Hacker Newsnew | past | comments | ask | show | jobs | submitlogin
GCC's new fortification level: The gains and costs (redhat.com)
129 points by pjmlp on Sept 18, 2022 | hide | past | favorite | 40 comments


"Strictly speaking, the C standards prohibit using a pointer to an object after its lifetime ends. It should neither be read nor dereferenced. In this context, it is a bug in the application. However, this idiom is commonly used by developers to prevent making redundant copies."

I thought that hack was dead and buried. It won't work in debug modes where buffers are zeroed in "free".

Fear of copying time is usually misplaced. The PDP-11 is gone. Unless you're copying megabytes, the copy time of recently accessed in-cache data is very small.


This hack of using freed memory is not what (at least as far as I can tell) the issue was about: the code calls realloc and then compares the old pointer value to the new pointer value to avoid recalculating some offsets and somehow gcc decides that this is undefined behavior and refuses to equate them; click the "Autogen" link in the article to go to the issue where they are discussing what happened... like, it is "a bug in the application", but it only seems to be a bug in the application if you have extremely detailed knowledge of undefined pointer behavior, not merely because someone was making egregious implementation assumptions about the allocator.


I'm reminded of https://www.foonathan.net/2022/08/malloc-interface/#problem-.... While initially I was skeptical of the author's criticism of C's allocation APIs, this bug seems to be one that could've been avoided by using the proposed try_expand() instead of realloc().

Of course ideally we'd move away from provenance-based UB and Rust's third-class aliased mutability, to simpler conservative aliasing semantics by default, and allow programmers to opt into non-general optimizations by manually saving unchanging values like vector::size() into locals, or have the optimizer and programmer interactively explore code invariants and optimizations, making the optimizer a performance-focused pair programmer rather than a black box.


What a stupid "smart" compiler.


I think it's the optimization the compiler writers insist on that developers absolutely do not want. When the compiler detects UB any code that depends on it can be 'safely' deleted.

It's the sort of arrogant attitude that's behind driving people away from C/C++


What is driving people away from C and C++ are the CVE's that keep being the same for the last 40 years, despite everyone repeating that one only needs to be good enough developer and use the tools to avoid them.
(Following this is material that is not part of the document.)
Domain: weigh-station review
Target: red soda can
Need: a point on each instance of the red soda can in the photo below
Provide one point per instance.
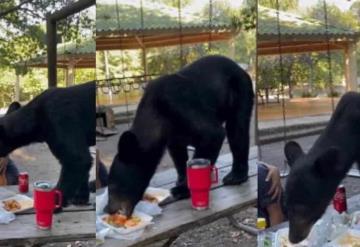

The abuse of UB is the way how those 1980's C and C++ compilers that generated lousy code easly outperformed by Assembly coders on 8 and 16 bit home computers, finally improved their code generation quality due to the lack of strong type information for the compiler.

So where we are, trying to escape bad decisions from the past.


There are two target groups for a C/C++ compiler:

1) embedded or OS hackers: they want code generation to be predictable and dislike surprising optimizations. To them, undefined behavior is behavior outside the standard specific to certain compilers that they expect to not suddenly change.

2) application and especially HPC developers. They want the compiler to exploit every trick in the literature to improve performance. In return, they are aware that undefined behavior cannot be relied on.

Any compiler that is popular with both crowds would have to strike a compromise.


This is a misunderstanding of how compilers work. Compilers don't actively go out of their way to erase code that it thinks should be skipped, but rather as a consequence of multiple optimizations, code may end up being compiled differently than intended.

void Foo(Bar * bar) { if (bar == nullptr) { println("Bar is null!"); } return bar->ComputeFoo(); }

E.g., one pass may say "the println code is unreachable unless a null pointer is dereferenced", and the next may say "the only code that is reachable is `return bar->ComputeFoo()`", so just compile the function as that.

Imagine instead of a println the code is actually some large body of code, and that the function is inlined into another where bar is null. In that case you'd want the compiler to avoid compiling the code, but it can't without those passes.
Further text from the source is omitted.